Deixei o carro à saída de Sintra e fiz o resto do percurso a pé. Fui andando cuidadosamente pela berma da estrada até encontrar o muro da quinta. Continuei mais um pouco e do escuro surgiu o André, tão de súbito que me assustou.

“Calma, sou só eu. Vamos lá!”

Colocou às costas a mochila que tinha no chão e eu segui atrás dele durante umas dezenas de metros até que ele parou e disse: “É aqui.”

O muro tinha naquele ponto umas pedras salientes que o tornavam muito fácil de escalar. Rapidamente estávamos dentro da quinta.

A lua já tinha nascido, e fomos seguindo sempre pela berma dos caminhos, utilizando a sombra das árvores, na direcção do Poço Iniciático. Chegados à abertura do Poço, dei comigo a pensar como raio tinha vindo parar a esta aventura…

 

……………………………

 

Desde muito novo sempre gostei de cenas ligadas ao oculto: histórias de fantasmas, filmes de terror, coisas assim. Isto fez-me conhecer muita gente com os mesmos interesses, em encontros literários, festivais de cinema, na Net…

Já não me lembro em qual delas conheci o André, e ao longo dos anos fomo-nos tornando amigos.

Tendo eu próprio como hobby a escrita, o ocultismo interessava-me como tema de ficção, como um faz de conta, como uma área com potencial para produzir narrativas interessantes. Foi com alguma surpresa que tomei consciência de que algumas pessoas realmente acreditavam em algumas daquelas histórias.

Uma dessas pessoas era o André.

Falava-me de vez em quando de um seu tio-avô, grande estudioso das ciências do oculto, que se correspondia com ocultistas de todo o mundo e organizava sessões de espiritismo. Esse seu antepassado vivia num solar na Beira, onde B ia com alguma frequência pesquisar a biblioteca que lá tinha ficado. No regresso de uma dessas visitas encontrei-o entusiasmado.

“Já te disse que a biblioteca do meu tio-avô é um manancial de literatura ocultista. Imagina o que lá descobri desta vez!”

Com o que me pareceu verdadeira reverência, tirou da pasta que trazia um livro que me passou para as mãos. Encadernação a couro, tinha na capa escrito em letras douradas, ‘O Verdadeiro Método de Invocar os Mortos e Outros Espíritos que Habitam o Mundo do Além, escrito por O Guardião do Portal, impresso em França no ano MDCCLXXX’. Folheei-o rapidamente, e pareceu-me um repositório de receitas do tipo Livro de São Cipriano, mas obviamente mais antigo.
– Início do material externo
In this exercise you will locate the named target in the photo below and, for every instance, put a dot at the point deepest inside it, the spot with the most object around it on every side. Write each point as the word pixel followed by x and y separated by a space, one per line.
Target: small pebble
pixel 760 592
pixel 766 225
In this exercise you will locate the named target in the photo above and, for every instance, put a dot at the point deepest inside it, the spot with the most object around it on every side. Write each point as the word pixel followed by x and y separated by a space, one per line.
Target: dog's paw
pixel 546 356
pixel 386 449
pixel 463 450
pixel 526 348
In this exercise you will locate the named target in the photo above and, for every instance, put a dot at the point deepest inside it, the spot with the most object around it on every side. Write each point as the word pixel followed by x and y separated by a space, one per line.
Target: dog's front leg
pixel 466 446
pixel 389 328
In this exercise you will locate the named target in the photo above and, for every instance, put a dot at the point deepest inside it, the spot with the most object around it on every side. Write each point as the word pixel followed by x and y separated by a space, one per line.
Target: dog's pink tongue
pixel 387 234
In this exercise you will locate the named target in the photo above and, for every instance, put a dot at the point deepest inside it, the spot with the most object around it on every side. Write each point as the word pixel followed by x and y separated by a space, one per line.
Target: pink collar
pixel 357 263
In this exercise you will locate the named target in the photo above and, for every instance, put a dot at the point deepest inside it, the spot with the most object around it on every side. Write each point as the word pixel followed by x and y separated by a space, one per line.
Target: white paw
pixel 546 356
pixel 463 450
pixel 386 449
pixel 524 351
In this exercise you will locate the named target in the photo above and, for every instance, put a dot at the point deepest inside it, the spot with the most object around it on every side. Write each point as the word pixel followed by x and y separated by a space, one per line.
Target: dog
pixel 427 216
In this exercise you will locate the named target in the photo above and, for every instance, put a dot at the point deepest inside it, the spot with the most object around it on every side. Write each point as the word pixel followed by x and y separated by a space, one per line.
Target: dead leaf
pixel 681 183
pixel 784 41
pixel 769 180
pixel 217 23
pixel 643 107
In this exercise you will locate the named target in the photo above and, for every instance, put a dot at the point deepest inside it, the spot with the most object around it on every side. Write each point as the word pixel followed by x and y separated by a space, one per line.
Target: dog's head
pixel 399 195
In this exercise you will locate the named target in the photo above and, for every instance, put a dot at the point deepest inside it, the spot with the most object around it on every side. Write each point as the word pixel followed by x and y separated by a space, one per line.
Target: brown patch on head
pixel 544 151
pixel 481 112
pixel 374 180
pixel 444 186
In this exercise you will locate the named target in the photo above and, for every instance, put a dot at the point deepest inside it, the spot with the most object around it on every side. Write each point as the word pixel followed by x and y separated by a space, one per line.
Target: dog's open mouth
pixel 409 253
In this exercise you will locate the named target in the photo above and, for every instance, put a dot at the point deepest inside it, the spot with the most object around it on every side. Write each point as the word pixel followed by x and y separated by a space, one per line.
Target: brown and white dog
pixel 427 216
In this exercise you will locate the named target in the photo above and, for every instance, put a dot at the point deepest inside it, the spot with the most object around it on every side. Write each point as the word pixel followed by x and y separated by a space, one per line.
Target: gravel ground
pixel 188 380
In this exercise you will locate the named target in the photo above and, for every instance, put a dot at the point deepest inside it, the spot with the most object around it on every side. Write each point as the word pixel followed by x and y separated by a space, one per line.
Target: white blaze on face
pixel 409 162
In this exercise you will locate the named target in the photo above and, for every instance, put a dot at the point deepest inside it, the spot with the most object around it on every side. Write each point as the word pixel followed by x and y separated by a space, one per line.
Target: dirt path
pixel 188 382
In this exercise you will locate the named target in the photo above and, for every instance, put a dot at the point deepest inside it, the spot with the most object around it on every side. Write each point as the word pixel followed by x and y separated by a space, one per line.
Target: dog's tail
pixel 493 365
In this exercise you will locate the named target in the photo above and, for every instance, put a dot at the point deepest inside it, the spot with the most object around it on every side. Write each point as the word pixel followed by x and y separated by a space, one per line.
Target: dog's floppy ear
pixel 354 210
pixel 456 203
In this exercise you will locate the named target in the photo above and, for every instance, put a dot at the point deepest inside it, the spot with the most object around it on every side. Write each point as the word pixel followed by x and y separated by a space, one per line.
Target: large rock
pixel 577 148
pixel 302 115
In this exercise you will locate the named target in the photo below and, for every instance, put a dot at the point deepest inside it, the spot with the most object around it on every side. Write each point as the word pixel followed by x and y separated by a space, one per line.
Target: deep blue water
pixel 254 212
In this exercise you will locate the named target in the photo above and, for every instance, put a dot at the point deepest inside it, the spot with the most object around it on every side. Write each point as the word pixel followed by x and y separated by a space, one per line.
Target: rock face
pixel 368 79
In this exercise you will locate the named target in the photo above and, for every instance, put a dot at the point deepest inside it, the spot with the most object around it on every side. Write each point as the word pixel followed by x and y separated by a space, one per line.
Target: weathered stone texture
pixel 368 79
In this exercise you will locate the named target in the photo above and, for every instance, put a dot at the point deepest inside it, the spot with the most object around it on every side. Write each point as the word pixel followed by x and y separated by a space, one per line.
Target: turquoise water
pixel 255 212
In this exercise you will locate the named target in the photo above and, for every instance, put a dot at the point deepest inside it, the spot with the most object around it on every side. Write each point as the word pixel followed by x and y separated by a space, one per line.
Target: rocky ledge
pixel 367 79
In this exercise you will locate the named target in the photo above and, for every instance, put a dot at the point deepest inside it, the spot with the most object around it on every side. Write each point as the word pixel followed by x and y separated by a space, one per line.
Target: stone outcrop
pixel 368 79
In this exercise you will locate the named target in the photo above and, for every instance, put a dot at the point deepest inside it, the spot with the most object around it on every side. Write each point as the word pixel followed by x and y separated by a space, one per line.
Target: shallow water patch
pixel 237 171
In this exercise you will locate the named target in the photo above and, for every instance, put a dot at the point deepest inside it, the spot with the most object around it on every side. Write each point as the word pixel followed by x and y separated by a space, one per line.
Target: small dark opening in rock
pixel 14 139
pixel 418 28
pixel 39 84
Claro que não disse isto a André; elogiei o livro e acrescentei qualquer coisa do género “A biblioteca do teu tio deve estar cheia de preciosidades” e ficámos por aí.

Estive algum tempo sem ver o André. Quando me apareceu subitamente no café onde costumo parar, vinha eufórico.

“Pá, tenho andado a estudar o livro que te mostrei da última vez. Muito detalhado, com descrições precisas dos procedimentos. Já preparei uma invocação e preciso da tua ajuda.”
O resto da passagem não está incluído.